Assessment of the conservation status of fish and of the effects of the main threats cannot be easily achieved, due to a lack of knowledge about the distribution and abundance of the majority of species (Olden et al. 2010). For instance, in Italy the bulk of data concerning fish distribution come from technical reports produced by local public authorities (e.g. park and provincial councils), whose aim is primarily related to sport fishing management and, in some cases, to the implementation of local conservation measures. Although reports are produced outside academic publishing and distribution channels and are thus classified as “grey-literature”, they provide information that can be precisely located in space and time. However, they are often available only as printed papers and, thus, not directly usable in Geographic Information Systems (GISs), to perform statistical and territorial analyses, except through preliminary digital processing work.

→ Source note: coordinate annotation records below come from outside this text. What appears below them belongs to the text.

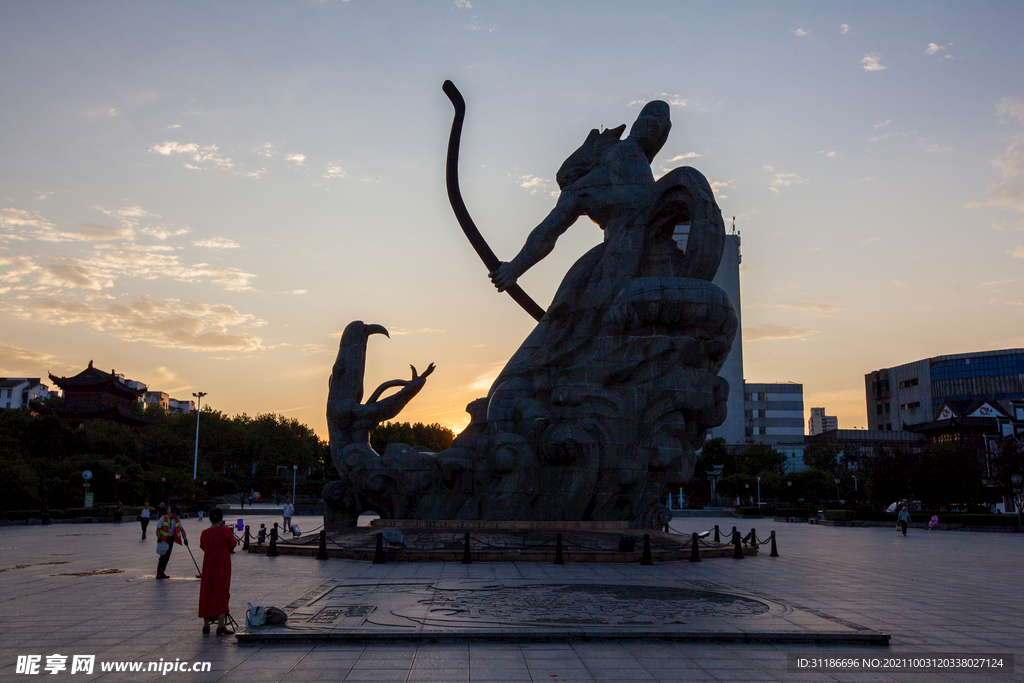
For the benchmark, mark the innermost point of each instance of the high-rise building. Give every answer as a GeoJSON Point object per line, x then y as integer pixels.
{"type": "Point", "coordinates": [733, 429]}
{"type": "Point", "coordinates": [914, 392]}
{"type": "Point", "coordinates": [819, 422]}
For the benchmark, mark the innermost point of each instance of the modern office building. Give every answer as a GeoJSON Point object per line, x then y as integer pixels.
{"type": "Point", "coordinates": [773, 415]}
{"type": "Point", "coordinates": [915, 392]}
{"type": "Point", "coordinates": [819, 422]}
{"type": "Point", "coordinates": [733, 429]}
{"type": "Point", "coordinates": [770, 414]}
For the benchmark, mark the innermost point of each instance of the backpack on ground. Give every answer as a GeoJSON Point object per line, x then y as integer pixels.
{"type": "Point", "coordinates": [275, 616]}
{"type": "Point", "coordinates": [255, 615]}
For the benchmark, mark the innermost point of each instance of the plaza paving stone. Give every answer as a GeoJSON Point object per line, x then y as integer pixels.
{"type": "Point", "coordinates": [936, 592]}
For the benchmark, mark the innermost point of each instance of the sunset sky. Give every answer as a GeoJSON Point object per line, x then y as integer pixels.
{"type": "Point", "coordinates": [201, 196]}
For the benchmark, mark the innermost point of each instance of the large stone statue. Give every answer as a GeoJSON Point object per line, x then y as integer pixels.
{"type": "Point", "coordinates": [598, 414]}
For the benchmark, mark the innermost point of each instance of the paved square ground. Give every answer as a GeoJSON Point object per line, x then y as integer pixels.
{"type": "Point", "coordinates": [936, 592]}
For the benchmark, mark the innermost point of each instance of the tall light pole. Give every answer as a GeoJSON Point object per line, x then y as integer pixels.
{"type": "Point", "coordinates": [199, 403]}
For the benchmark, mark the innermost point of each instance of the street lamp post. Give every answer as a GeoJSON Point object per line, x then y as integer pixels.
{"type": "Point", "coordinates": [199, 395]}
{"type": "Point", "coordinates": [1018, 496]}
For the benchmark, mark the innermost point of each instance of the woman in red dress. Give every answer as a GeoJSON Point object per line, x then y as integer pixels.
{"type": "Point", "coordinates": [215, 588]}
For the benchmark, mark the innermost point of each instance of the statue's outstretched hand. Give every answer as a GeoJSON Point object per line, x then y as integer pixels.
{"type": "Point", "coordinates": [503, 276]}
{"type": "Point", "coordinates": [425, 374]}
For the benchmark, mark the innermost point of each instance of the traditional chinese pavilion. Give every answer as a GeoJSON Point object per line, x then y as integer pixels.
{"type": "Point", "coordinates": [93, 394]}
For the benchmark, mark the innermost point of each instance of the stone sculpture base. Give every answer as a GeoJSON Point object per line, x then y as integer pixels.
{"type": "Point", "coordinates": [378, 609]}
{"type": "Point", "coordinates": [443, 541]}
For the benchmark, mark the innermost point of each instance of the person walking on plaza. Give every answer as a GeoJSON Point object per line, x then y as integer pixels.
{"type": "Point", "coordinates": [215, 587]}
{"type": "Point", "coordinates": [904, 519]}
{"type": "Point", "coordinates": [143, 517]}
{"type": "Point", "coordinates": [169, 530]}
{"type": "Point", "coordinates": [287, 512]}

Recently, the GRAIA Company collected and standardised all available information on Italian fish from 1895 to 2014, producing the “Distribution Data of Italian Freshwater Fish” database (DDIFF hereafter; Puzzi & Ippoliti 2015). The database has been mobilised through BioFresh, which is a network for global freshwater biodiversity, published on http://data.freshwaterbiodiversity.eu. The purpose of BioFresh is the creation of a digital platform published online, available to all users and containing all available information about the biodiversity of European freshwater ecosystems. The DDIFF, which is included in the BioFresh platform, should overcome some of the constraints on data availability and provide the first national synthesis of fish species distribution in Italy, freely available in a digital and georeferenced form. Given the long time period covered, the database could also be used to explore changes over time in species' distribution and communities, including threats associated with exotic species.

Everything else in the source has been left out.